It was not the longest home run of Hafner's career, but close.
"I think there have been some measured like in the 470s, but that's about as good as I can hit them," he said. "I followed it. I didn't see it at the very end. I thought it made it over the seats. I was just able to stay back on an off-speed pitch and put a good swing on it and backspin it. It's fun to hit them that good."
It was not fun for the Kansas City pitchers, who gave up seven home runs, 17 extra-base hits and 32 runs in the three games.
Things got so bad for the Royals that manager Ned Yost put outfielder Mitch Maier on the mound in the ninth. Maier was the only Kansas City pitcher to not give up a run, getting Asdrubal Cabrera to ground into a double play after giving up a single.

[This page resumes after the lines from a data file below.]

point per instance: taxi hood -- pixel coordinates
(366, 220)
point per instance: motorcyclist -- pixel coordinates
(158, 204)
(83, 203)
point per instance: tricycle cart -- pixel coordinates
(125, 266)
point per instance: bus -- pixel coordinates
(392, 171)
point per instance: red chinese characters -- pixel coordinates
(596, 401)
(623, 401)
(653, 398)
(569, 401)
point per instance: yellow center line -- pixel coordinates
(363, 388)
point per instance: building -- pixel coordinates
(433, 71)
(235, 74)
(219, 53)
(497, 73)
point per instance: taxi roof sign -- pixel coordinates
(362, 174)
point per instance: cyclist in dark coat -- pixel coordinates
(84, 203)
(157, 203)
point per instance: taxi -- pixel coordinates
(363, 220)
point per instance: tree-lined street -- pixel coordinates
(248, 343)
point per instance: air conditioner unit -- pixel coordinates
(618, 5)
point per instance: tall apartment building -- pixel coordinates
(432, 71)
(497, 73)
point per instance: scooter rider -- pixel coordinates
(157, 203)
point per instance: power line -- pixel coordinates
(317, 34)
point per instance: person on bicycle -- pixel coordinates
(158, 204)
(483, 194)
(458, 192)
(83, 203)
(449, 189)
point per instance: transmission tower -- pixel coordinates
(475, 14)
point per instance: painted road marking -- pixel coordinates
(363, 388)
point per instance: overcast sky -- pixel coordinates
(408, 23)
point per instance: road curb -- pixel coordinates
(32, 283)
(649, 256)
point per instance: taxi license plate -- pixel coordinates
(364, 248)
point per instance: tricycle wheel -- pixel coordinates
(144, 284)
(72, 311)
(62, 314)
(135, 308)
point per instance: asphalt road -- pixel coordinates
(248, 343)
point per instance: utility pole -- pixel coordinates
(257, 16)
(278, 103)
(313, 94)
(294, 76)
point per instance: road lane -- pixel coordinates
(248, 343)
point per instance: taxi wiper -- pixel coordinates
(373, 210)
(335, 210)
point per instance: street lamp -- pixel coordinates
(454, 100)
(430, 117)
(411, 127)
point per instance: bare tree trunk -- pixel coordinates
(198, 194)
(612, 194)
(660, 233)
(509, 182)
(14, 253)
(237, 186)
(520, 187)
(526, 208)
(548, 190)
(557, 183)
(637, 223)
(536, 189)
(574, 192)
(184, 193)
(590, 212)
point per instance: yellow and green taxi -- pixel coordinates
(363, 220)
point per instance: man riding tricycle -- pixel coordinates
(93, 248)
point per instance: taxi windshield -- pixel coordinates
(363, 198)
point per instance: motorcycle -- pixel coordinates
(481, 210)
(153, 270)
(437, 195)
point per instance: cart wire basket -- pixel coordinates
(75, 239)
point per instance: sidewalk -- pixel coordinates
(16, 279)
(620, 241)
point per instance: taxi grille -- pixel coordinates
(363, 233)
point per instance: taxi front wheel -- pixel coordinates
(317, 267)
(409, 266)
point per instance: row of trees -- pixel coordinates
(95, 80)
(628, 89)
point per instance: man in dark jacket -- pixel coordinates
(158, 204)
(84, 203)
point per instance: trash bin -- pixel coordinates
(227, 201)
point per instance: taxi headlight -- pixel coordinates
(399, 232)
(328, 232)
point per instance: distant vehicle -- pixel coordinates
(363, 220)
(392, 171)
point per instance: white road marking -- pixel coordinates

"Let's hope it doesn't happen again," Maier said. "I don't like to be put in that situation, but we needed an inning."
Hafner went 3 for 4 and drew an intentional walk. Duncan hit a three-run homer in the Indians' six-run third inning and walked in his next three plate-appearances.
Kotchman and Kipnis connected against Louis Coleman.

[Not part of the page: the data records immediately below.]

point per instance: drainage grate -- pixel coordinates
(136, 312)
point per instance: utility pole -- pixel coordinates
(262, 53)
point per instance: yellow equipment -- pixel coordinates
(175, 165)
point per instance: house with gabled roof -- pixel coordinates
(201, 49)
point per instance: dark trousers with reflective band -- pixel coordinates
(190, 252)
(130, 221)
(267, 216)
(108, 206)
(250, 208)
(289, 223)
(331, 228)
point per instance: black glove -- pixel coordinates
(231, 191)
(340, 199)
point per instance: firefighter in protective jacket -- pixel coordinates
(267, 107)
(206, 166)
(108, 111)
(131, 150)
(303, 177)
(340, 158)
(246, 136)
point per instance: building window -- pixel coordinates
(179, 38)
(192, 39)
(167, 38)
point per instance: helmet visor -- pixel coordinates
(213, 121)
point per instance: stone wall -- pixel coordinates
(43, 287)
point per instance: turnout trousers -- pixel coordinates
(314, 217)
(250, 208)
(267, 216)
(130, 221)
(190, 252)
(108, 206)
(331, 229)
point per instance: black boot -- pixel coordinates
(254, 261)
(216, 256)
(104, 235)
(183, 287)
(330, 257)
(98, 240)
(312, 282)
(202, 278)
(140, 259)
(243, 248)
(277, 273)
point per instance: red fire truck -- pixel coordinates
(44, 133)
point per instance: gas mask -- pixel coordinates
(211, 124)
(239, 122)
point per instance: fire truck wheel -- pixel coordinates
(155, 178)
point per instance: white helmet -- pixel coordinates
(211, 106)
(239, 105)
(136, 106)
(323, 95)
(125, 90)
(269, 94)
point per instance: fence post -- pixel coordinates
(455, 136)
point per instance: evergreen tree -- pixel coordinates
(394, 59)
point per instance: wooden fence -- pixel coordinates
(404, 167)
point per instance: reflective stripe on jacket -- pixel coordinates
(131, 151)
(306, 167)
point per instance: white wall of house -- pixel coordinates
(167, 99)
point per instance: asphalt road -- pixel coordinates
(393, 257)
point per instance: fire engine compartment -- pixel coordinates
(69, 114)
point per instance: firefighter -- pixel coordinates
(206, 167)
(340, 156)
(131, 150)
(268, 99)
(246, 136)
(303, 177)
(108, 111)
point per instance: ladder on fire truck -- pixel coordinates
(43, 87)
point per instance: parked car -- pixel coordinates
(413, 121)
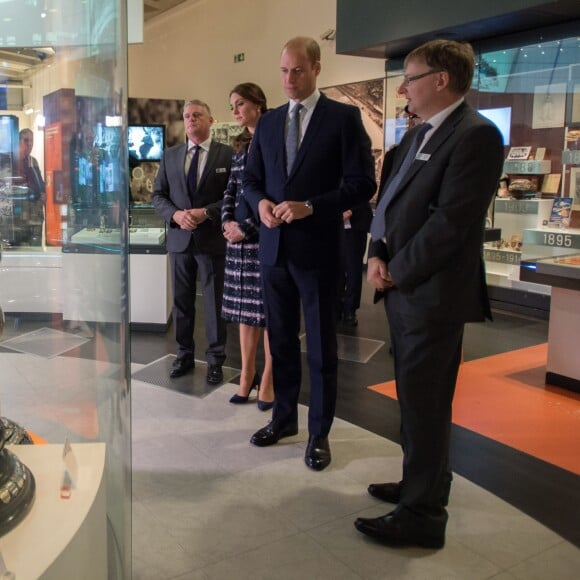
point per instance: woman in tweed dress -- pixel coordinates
(242, 299)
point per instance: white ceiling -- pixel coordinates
(16, 64)
(152, 8)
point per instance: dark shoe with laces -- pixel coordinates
(391, 529)
(391, 492)
(350, 320)
(215, 375)
(272, 433)
(181, 366)
(317, 454)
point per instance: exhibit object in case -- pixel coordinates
(551, 256)
(67, 536)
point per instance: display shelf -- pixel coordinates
(96, 236)
(528, 167)
(552, 256)
(503, 256)
(571, 157)
(147, 236)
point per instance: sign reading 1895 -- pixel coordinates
(560, 240)
(551, 238)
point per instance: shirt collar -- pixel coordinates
(437, 119)
(204, 145)
(308, 103)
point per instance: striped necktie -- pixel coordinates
(378, 223)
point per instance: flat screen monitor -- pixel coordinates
(146, 142)
(501, 117)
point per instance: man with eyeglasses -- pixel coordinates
(188, 193)
(425, 261)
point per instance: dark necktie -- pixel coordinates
(32, 180)
(378, 223)
(293, 137)
(192, 173)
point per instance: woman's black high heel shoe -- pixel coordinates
(240, 399)
(265, 405)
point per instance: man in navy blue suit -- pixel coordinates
(425, 260)
(310, 160)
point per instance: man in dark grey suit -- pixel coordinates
(425, 260)
(188, 194)
(32, 178)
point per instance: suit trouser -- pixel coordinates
(184, 270)
(427, 355)
(285, 286)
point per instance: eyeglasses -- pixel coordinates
(408, 80)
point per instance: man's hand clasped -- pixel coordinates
(273, 215)
(189, 219)
(378, 274)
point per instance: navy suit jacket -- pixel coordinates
(434, 223)
(170, 194)
(334, 169)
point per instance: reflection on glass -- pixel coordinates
(63, 231)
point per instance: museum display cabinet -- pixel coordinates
(551, 256)
(531, 90)
(64, 353)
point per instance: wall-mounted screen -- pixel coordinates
(501, 117)
(146, 142)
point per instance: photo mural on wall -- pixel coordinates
(368, 97)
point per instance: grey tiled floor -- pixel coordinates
(207, 505)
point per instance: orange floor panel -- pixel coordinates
(505, 397)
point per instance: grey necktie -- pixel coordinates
(192, 173)
(293, 137)
(378, 223)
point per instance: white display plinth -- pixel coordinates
(92, 286)
(563, 357)
(31, 281)
(61, 539)
(150, 288)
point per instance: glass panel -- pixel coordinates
(64, 235)
(532, 93)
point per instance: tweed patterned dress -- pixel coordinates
(242, 298)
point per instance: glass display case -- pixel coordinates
(64, 353)
(533, 94)
(531, 91)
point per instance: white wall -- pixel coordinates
(189, 52)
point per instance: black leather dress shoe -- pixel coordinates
(215, 375)
(272, 433)
(390, 492)
(317, 454)
(350, 320)
(181, 366)
(390, 530)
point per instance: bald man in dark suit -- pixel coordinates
(188, 193)
(425, 260)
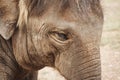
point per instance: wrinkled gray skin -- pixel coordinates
(64, 34)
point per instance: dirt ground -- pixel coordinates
(110, 45)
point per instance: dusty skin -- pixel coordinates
(110, 45)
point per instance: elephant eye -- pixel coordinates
(59, 35)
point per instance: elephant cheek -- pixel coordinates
(80, 65)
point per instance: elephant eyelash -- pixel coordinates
(59, 35)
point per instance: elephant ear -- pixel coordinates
(8, 17)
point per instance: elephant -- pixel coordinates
(63, 34)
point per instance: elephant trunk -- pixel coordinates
(80, 64)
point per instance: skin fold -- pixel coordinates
(63, 34)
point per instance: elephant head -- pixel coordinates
(64, 34)
(8, 17)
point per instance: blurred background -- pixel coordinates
(110, 45)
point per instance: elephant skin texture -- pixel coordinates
(63, 34)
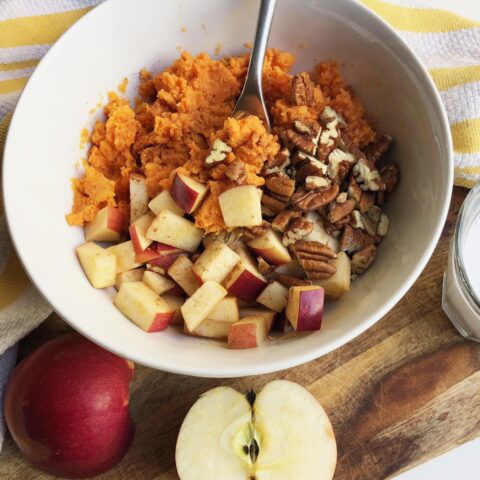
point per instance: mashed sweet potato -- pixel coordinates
(179, 114)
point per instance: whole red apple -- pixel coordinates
(66, 406)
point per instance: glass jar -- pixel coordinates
(461, 282)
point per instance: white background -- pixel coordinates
(461, 463)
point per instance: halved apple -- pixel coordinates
(249, 332)
(125, 256)
(129, 276)
(222, 428)
(215, 262)
(201, 303)
(187, 192)
(241, 206)
(106, 227)
(269, 246)
(176, 231)
(181, 271)
(99, 264)
(305, 307)
(144, 307)
(137, 231)
(164, 201)
(138, 196)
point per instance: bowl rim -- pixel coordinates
(302, 357)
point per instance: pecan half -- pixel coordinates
(338, 211)
(363, 259)
(302, 90)
(236, 172)
(314, 199)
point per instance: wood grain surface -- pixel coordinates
(402, 393)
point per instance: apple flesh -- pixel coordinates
(218, 434)
(99, 265)
(241, 206)
(176, 231)
(106, 227)
(305, 308)
(144, 307)
(215, 262)
(187, 192)
(53, 413)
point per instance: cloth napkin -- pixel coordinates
(448, 45)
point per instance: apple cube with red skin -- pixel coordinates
(125, 254)
(269, 246)
(164, 201)
(201, 303)
(241, 206)
(339, 283)
(129, 276)
(181, 271)
(245, 282)
(187, 192)
(274, 296)
(106, 227)
(305, 307)
(99, 264)
(138, 196)
(176, 231)
(249, 332)
(138, 230)
(215, 262)
(144, 307)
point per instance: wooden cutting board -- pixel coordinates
(400, 394)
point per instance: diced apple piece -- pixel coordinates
(274, 296)
(176, 231)
(138, 196)
(247, 333)
(210, 329)
(339, 283)
(144, 307)
(181, 271)
(106, 227)
(245, 282)
(156, 282)
(269, 246)
(164, 201)
(201, 303)
(268, 315)
(129, 276)
(226, 310)
(305, 307)
(241, 206)
(216, 261)
(99, 265)
(187, 192)
(176, 303)
(137, 231)
(125, 256)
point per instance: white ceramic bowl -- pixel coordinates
(119, 38)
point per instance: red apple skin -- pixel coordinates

Ubaldo Jimenez (0-1), who had not pitched since April 7 while serving a five-game suspension from a spring training incident against Colorado, gave up four runs on nine hits and three walks in five innings to pick up the victory.
"Throwing 112 pitches in five innings is not good," Jimenez said. "It feels good to feel part of the team again. It was the first time I've been suspended. It's not good at all. It doesn't feel good. You don't feel like you're part of the team. It's good to be back."

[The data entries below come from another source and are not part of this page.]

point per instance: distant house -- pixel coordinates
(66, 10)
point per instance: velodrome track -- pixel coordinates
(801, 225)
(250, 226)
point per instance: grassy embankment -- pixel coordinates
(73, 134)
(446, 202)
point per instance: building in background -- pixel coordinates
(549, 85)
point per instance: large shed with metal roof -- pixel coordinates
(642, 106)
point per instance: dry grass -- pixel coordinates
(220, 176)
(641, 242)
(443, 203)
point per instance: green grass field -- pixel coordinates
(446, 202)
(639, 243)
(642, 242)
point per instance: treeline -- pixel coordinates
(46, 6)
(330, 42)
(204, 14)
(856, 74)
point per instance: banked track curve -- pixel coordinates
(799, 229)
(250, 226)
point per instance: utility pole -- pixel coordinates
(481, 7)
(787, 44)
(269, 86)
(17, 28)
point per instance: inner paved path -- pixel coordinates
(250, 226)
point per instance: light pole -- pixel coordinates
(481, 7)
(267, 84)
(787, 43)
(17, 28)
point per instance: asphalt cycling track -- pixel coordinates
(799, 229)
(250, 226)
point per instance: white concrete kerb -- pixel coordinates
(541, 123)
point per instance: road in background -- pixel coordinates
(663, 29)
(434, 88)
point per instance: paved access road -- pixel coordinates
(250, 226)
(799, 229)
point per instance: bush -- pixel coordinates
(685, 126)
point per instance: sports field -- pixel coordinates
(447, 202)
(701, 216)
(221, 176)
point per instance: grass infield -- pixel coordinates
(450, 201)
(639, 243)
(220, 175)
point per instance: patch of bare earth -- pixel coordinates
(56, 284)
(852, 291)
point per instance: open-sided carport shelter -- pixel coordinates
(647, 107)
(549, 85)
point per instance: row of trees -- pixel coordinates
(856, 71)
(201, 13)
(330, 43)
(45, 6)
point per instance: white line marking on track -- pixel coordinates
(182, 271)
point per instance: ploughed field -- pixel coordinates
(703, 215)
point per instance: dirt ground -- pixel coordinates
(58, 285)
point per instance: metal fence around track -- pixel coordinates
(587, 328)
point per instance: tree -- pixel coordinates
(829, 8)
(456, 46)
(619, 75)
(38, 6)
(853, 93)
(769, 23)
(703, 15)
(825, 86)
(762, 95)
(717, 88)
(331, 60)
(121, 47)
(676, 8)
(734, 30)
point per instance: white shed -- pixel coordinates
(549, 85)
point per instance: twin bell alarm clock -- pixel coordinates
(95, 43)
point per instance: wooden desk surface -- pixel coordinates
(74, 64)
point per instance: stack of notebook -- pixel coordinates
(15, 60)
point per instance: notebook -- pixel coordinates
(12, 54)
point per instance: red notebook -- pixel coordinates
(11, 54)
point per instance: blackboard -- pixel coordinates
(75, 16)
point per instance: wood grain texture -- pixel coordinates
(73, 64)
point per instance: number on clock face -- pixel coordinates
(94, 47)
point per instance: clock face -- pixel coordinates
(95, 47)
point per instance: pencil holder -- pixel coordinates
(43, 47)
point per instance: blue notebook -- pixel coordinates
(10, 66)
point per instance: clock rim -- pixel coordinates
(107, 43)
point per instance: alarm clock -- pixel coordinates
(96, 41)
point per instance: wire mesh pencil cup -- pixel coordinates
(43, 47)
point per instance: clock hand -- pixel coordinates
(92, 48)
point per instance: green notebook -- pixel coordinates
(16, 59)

Mendoza (0-2) was pulled after four-plus innings, permitting nine runs -- five earned -- on nine hits and four walks. The Royals' starting pitchers allowed 24 hits and 21 runs in 10 2/3 innings in the three losses.
Brayan Pena had his first career-four hit game. Chris Getz added three hits, including a triple, and drove in a pair of runs with a second-inning single as the Royals took a 3-0 lead.